2. Workload selection

There are two types of workloads that can be used in a simulation, synthetic workloads and HPC application traces.

Synthetic Workloads

Synthetic workloads follow specific communication patterns with a constant injection rate. Often they are used to stress the network topology to identify best and worst case performance. Examples of synthetic workloads include uniform random, all to all, bisection pairing, and bit permutation. These workloads don’t require simulation of MPI operations, and could be used to generate background traffic that can simulate interference with an application trace caused by a production HPC system having a significant fraction of network nodes being occupied.

Uniform Random: A network node is equally likely to send to any other network node (traffic distributed throughout the network).

All to All: Each network node communicates with all other network nodes.

Nearest Neighbor: A network node communicates with nearby network nodes (or the ones that are at minimal number of hops).

Permutation Traffic: Source node sends all traffic to a single destination based on a permutation matrix.

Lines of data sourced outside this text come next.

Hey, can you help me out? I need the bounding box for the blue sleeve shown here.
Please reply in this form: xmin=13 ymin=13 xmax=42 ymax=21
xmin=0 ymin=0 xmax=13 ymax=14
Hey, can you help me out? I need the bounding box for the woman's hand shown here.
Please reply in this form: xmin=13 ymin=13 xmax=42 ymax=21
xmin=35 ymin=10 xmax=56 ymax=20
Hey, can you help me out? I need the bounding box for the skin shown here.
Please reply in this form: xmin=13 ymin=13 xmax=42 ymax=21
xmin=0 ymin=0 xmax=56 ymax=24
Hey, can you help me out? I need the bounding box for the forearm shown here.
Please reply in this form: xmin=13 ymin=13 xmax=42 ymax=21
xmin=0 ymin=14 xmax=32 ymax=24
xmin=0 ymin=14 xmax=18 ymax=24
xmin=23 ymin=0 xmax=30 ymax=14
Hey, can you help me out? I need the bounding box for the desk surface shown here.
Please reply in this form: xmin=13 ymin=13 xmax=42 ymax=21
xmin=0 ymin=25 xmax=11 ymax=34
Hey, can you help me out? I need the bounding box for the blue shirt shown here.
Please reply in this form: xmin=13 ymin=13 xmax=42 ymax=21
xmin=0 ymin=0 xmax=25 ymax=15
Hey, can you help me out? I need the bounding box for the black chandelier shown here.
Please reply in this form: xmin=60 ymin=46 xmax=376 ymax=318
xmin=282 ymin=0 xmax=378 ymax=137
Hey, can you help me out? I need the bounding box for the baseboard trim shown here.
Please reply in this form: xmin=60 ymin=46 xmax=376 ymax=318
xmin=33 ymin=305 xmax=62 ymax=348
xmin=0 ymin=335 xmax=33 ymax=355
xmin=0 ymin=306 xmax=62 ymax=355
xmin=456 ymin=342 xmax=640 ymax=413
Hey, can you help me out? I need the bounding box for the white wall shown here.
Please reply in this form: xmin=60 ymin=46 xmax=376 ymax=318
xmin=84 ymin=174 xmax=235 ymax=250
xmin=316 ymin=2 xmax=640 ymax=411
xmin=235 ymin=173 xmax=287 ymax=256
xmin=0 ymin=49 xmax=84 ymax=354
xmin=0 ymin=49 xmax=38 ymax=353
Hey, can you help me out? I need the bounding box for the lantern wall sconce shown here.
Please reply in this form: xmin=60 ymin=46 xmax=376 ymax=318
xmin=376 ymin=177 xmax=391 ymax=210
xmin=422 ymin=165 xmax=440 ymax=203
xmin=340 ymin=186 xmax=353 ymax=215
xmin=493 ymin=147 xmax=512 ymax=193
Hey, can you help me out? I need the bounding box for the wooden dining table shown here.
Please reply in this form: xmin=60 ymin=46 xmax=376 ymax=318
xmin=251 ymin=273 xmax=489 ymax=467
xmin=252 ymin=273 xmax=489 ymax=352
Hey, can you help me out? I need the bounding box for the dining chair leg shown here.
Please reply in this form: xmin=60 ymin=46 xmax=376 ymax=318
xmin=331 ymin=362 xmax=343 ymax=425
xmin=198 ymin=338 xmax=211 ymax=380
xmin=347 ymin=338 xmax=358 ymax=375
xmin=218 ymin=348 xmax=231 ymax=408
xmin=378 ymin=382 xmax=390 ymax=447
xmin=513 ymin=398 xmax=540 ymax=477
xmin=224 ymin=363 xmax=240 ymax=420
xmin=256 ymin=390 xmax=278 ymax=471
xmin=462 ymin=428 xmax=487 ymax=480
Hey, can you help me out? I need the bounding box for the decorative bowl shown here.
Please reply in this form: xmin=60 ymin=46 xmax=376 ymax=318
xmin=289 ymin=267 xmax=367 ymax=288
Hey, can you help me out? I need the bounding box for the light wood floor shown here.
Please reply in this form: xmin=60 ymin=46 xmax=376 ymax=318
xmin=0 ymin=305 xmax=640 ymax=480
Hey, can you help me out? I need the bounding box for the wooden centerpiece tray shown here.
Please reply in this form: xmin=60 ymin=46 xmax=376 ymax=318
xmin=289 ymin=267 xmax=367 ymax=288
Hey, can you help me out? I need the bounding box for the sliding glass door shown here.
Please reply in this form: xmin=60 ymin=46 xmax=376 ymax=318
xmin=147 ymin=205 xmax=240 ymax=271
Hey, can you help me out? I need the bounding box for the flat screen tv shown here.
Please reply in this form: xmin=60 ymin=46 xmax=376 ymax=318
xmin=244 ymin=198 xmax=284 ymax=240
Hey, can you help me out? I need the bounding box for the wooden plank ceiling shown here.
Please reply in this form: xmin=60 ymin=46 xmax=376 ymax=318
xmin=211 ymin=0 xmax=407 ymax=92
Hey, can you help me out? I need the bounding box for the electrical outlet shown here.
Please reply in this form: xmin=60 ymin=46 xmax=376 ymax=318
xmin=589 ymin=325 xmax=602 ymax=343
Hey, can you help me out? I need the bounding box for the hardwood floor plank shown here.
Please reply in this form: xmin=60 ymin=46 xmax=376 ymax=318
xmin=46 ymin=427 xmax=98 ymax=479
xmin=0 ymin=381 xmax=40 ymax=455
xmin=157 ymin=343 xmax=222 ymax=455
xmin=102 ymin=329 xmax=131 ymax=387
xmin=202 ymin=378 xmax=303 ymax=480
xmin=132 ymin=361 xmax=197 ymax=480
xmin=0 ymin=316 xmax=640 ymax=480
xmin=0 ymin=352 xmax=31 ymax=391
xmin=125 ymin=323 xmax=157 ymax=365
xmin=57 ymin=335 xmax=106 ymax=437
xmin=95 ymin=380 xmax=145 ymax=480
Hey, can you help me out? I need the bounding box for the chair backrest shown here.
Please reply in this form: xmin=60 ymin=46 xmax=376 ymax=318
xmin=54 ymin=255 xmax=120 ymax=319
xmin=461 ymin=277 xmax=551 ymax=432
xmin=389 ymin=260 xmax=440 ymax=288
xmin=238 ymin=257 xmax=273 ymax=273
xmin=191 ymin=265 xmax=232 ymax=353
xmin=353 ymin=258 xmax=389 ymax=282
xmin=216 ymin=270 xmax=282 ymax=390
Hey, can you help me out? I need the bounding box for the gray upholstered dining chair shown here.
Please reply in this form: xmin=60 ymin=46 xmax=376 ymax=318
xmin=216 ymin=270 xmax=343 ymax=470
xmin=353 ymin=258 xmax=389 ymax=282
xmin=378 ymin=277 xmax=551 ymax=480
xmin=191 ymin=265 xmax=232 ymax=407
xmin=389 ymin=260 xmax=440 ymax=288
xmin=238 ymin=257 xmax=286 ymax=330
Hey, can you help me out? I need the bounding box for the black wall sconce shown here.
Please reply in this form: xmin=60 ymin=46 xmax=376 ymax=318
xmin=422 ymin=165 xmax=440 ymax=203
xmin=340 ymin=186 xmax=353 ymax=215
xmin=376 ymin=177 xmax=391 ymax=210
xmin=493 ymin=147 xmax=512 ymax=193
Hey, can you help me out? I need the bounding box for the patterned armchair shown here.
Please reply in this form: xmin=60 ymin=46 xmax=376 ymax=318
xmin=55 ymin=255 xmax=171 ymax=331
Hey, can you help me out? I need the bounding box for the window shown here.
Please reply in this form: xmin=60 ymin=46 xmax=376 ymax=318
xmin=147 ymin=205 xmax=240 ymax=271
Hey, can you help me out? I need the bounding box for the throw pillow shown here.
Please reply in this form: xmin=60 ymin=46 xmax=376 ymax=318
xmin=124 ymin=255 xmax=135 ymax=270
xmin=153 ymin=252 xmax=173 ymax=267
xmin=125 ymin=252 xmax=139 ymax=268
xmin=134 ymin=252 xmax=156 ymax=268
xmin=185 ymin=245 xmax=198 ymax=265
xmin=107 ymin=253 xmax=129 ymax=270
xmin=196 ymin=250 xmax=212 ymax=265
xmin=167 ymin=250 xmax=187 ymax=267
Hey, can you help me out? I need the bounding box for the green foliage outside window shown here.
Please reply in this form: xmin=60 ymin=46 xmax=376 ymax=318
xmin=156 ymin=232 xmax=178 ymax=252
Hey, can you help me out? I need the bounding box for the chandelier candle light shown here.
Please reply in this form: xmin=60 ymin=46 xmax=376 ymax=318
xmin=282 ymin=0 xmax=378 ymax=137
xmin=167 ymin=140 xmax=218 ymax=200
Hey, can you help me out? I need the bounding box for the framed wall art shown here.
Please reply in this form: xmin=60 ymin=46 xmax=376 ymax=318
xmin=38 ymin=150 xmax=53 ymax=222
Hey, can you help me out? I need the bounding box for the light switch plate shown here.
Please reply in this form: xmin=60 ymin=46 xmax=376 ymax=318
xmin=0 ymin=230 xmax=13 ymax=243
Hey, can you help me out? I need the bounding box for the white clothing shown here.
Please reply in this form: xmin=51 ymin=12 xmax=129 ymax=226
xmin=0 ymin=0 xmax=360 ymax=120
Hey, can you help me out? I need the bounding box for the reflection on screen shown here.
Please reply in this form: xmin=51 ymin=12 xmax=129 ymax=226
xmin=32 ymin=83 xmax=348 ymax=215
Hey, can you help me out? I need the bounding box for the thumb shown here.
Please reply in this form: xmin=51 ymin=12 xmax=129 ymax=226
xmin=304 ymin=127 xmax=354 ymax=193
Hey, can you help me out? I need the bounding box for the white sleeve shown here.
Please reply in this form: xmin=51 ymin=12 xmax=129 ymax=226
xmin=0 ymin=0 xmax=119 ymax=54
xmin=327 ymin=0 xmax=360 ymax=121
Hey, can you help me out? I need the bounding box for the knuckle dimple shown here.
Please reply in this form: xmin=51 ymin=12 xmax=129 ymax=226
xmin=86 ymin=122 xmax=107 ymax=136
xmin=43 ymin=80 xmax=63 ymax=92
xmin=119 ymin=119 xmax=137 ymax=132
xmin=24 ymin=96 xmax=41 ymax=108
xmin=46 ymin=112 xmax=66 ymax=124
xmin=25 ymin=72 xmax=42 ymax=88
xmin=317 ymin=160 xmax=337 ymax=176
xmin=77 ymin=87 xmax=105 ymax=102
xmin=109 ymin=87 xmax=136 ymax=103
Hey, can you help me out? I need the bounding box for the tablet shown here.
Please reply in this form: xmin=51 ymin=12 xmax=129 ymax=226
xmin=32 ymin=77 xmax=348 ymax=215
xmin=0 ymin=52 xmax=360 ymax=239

Bisection Pairing: Node 0 communicates with Node ‘n’, Node 1 with ‘n-1’, and so on.

HPC Application Traces

Application traces are captured by running an MPI program. They are useful for network performance prediction of production HPC applications. Trace sizes can be large for long running or communication intensive applications, but they have the potential to capture computation-communication interplay. These workloads require accurate simulation of MPI operations, and simulation results can be complex to analyze.

3. Workload creation

A workload can be created by capturing application traces from running an MPI program. Options for capturing a trace include using DUMPI, Score-P, and BigSim.

Information in a Typical Trace

A typical trace captured (e.g. in DUMPI, OTF2, BigSim) for an MPI program contains information on the operations that occur at different times with critical information for the operation. The table below gives an example of a typical trace.

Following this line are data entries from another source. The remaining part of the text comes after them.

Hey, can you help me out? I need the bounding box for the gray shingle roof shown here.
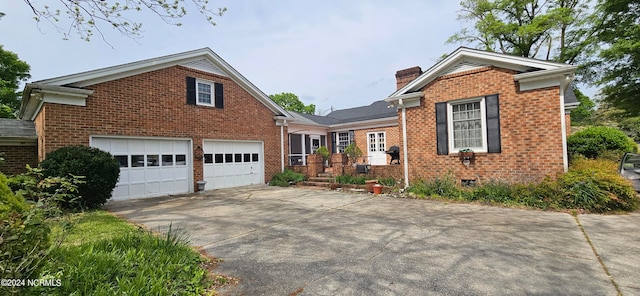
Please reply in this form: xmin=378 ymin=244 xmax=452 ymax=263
xmin=0 ymin=118 xmax=38 ymax=139
xmin=290 ymin=100 xmax=398 ymax=125
xmin=564 ymin=85 xmax=578 ymax=104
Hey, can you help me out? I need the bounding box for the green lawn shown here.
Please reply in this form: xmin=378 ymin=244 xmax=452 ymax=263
xmin=24 ymin=211 xmax=221 ymax=295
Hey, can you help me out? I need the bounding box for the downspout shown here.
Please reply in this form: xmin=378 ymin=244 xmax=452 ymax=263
xmin=560 ymin=83 xmax=570 ymax=173
xmin=280 ymin=119 xmax=287 ymax=172
xmin=398 ymin=99 xmax=409 ymax=189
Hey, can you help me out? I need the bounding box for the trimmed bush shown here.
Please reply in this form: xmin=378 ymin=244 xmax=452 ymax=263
xmin=567 ymin=126 xmax=638 ymax=159
xmin=269 ymin=169 xmax=304 ymax=187
xmin=408 ymin=157 xmax=640 ymax=213
xmin=0 ymin=173 xmax=50 ymax=288
xmin=40 ymin=146 xmax=120 ymax=209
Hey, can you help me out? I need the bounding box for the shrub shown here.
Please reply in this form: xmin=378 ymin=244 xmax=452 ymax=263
xmin=336 ymin=175 xmax=367 ymax=185
xmin=344 ymin=142 xmax=362 ymax=164
xmin=378 ymin=177 xmax=396 ymax=186
xmin=40 ymin=146 xmax=120 ymax=209
xmin=558 ymin=159 xmax=640 ymax=212
xmin=269 ymin=169 xmax=304 ymax=187
xmin=567 ymin=126 xmax=638 ymax=158
xmin=0 ymin=173 xmax=50 ymax=288
xmin=408 ymin=157 xmax=640 ymax=213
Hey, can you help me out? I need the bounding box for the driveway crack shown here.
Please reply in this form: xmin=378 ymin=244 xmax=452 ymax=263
xmin=573 ymin=214 xmax=622 ymax=295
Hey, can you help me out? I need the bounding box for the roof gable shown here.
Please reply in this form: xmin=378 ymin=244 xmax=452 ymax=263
xmin=387 ymin=47 xmax=576 ymax=96
xmin=19 ymin=48 xmax=291 ymax=118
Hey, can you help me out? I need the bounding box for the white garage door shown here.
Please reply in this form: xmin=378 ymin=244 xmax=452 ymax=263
xmin=91 ymin=137 xmax=192 ymax=200
xmin=203 ymin=141 xmax=264 ymax=189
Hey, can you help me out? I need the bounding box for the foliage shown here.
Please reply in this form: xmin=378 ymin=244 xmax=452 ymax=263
xmin=0 ymin=45 xmax=31 ymax=118
xmin=269 ymin=169 xmax=304 ymax=187
xmin=336 ymin=175 xmax=367 ymax=185
xmin=8 ymin=165 xmax=85 ymax=217
xmin=269 ymin=92 xmax=316 ymax=114
xmin=567 ymin=126 xmax=638 ymax=158
xmin=344 ymin=142 xmax=362 ymax=164
xmin=589 ymin=0 xmax=640 ymax=117
xmin=0 ymin=174 xmax=50 ymax=294
xmin=618 ymin=116 xmax=640 ymax=143
xmin=378 ymin=177 xmax=397 ymax=186
xmin=40 ymin=146 xmax=120 ymax=209
xmin=447 ymin=0 xmax=593 ymax=63
xmin=571 ymin=88 xmax=596 ymax=125
xmin=313 ymin=146 xmax=331 ymax=161
xmin=408 ymin=158 xmax=640 ymax=213
xmin=25 ymin=0 xmax=227 ymax=41
xmin=27 ymin=211 xmax=210 ymax=295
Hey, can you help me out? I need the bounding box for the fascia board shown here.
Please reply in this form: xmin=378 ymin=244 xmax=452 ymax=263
xmin=0 ymin=137 xmax=38 ymax=146
xmin=329 ymin=116 xmax=398 ymax=131
xmin=389 ymin=47 xmax=573 ymax=97
xmin=30 ymin=48 xmax=292 ymax=118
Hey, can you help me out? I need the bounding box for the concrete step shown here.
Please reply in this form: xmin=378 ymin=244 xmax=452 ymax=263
xmin=303 ymin=181 xmax=332 ymax=188
xmin=308 ymin=177 xmax=335 ymax=183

Time stamp, t (rounded off)

Operation type

Operation data (only critical information is highlighted)

t = 10

MPI_Bcast

root, size of bcast, communicator

t = 10.5

MPI_Irecv

source, tag, communicator, req ID

t = 10.51

user_computation

optional region name - “boundary updates”

t = 12.51

MPI_Isend

dest, tag, communicator, req ID

t = 12.53

user_computation

optional region name - “core updates”

t = 22.53

MPI_Waitall

req IDs

t = 25

MPI_Barrier

communicator

Effect of Replaying Traces

As shown in the table below, replaying a trace can result in different results from the original run due to different configurations resulting in operations taking more or less time to run. In the first and 2nd to last table entries, the MPI_Bcast and MPI_Waitall operations are faster in the replayed trace, resulting in subsequent operations happening at earlier times than when the trace was captured.

Original time stamps

Original duration

New time stamps

New duration

Operation type

10

0.5

10

0.2

MPI_Bcast

10.5

0.01

10.2

0.01

MPI_Irecv

10.51

2

10.21

2

user_computation

12.51

0.02

12.21

0.02

MPI_Isend

12.53

10

12.23

10

user_computation

22.53

2.47

22.23

0.03

MPI_Waitall

25

1

22.26

1.7

MPI_Barrier

In addition to the affect of the network configuration, different trace formats may result in different results.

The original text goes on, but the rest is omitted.